A 4K image on a 27” screen comes out to 163 ppi.
That’s just slightly worse in terms of clarity to a 1080p image on a 13.3” laptop screen (165 ppi).
ppi is one measure of resolution, but a far more useful one when dealing with optics is
angular resolution. That means you have to take viewing distance into account.
The angular resolution of the human eye with "20/20 vision" (which represents
typical human vision, not
the best) is - by definition - 1 arc-minute (= about 0.0003 radians). (If I recall correctly the test is being able to see a 1 arc-minute gap in a "c" and distinguish it from an "o").
If you look at a 300 ppi screen from 11" away, the angular size of a pixel is (1/300")/11" = 0.0003 radians, so close to the limit of what a typical human can resolve. That was the most likely basis for the term "retina display" coined by Apple for the 326ppi display on the iPhone 4 (for which 11" is a reasonable minimum viewing distance). I.e. from more than 11" away, people with 20/20 vision will not be able to perceive 1-pixel size features on a 300ppi screen).
If you do the same calculation for a 27" "4k UHD" display (
there's a calculator here) then the "retina" distance comes out at about 21" - so if you typically watch your 27"display from twice as far away as you hold your iPhone 4, you should get a similar "retina display" experience without obvious pixelation.
The whole "retina" thing is very hand-wavy (for starters many people have better/worse than 20/20 vision - and how various eye conditions affect the result is somewhat more complicated than that) but really, beyond 21" viewing distance, increasing the resolution beyond 163 ppi leads to rapidly diminishing returns. That doesn't mean you won't see the difference between 4k and 5k in a side-by-side comparison, but it should make you question whether the "improvement" is worth paying 3x or more extra for 5k.
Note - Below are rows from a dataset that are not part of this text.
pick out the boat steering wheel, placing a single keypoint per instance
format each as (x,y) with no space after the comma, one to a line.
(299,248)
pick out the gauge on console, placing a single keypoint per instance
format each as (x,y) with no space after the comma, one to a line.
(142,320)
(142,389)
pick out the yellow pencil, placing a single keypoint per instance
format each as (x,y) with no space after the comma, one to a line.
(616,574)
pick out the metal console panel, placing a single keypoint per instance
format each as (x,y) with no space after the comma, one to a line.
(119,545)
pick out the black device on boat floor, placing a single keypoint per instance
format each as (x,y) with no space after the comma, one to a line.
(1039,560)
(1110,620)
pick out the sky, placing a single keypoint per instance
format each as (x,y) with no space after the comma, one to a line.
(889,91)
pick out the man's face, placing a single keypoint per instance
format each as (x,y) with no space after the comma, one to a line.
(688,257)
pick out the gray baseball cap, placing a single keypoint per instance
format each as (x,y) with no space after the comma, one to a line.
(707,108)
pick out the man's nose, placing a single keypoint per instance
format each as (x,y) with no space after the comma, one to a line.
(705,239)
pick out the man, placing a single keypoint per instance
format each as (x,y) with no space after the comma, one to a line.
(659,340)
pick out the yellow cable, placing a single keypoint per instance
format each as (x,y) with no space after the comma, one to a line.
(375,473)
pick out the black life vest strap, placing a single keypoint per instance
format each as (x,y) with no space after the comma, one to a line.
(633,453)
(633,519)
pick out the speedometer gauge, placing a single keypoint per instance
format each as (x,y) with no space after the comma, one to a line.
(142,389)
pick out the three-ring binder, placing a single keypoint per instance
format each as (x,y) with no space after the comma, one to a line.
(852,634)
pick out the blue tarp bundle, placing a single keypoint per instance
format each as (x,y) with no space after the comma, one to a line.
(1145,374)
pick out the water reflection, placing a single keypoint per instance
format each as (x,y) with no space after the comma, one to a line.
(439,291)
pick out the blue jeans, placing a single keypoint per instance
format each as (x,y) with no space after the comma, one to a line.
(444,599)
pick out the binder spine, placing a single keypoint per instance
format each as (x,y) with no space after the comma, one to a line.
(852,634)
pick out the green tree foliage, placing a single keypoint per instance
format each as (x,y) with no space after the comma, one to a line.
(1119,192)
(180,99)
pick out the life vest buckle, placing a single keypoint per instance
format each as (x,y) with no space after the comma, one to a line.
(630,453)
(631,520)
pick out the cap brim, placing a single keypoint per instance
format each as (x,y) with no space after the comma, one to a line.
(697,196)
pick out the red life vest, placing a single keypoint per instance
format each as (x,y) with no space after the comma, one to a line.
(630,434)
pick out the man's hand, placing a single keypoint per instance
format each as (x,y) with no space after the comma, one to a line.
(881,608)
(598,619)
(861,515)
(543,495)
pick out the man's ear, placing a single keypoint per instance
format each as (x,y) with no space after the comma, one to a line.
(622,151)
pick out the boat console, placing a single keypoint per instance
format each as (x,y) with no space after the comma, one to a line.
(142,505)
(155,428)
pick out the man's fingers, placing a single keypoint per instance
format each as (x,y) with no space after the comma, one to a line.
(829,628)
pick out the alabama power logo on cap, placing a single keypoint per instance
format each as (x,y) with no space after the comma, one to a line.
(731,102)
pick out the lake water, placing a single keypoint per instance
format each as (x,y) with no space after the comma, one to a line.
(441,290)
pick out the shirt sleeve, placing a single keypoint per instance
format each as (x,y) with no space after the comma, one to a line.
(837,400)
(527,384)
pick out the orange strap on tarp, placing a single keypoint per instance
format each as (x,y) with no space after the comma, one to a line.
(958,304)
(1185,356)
(And, while we're at it, a "looks like 1440p" image on a 4k display is effectively a 5k image downsampled to 4k and contains a
lot more detail than you'd see on an actual 1440p display - although you do need to ask yourself whether your game/3D package can render smooth motion at 4k, let alone, 5k - which is also why you shouldn't be jonesing for a 120Hz 5k display until we've seen another iteration or two of Apple Silicon GPUs).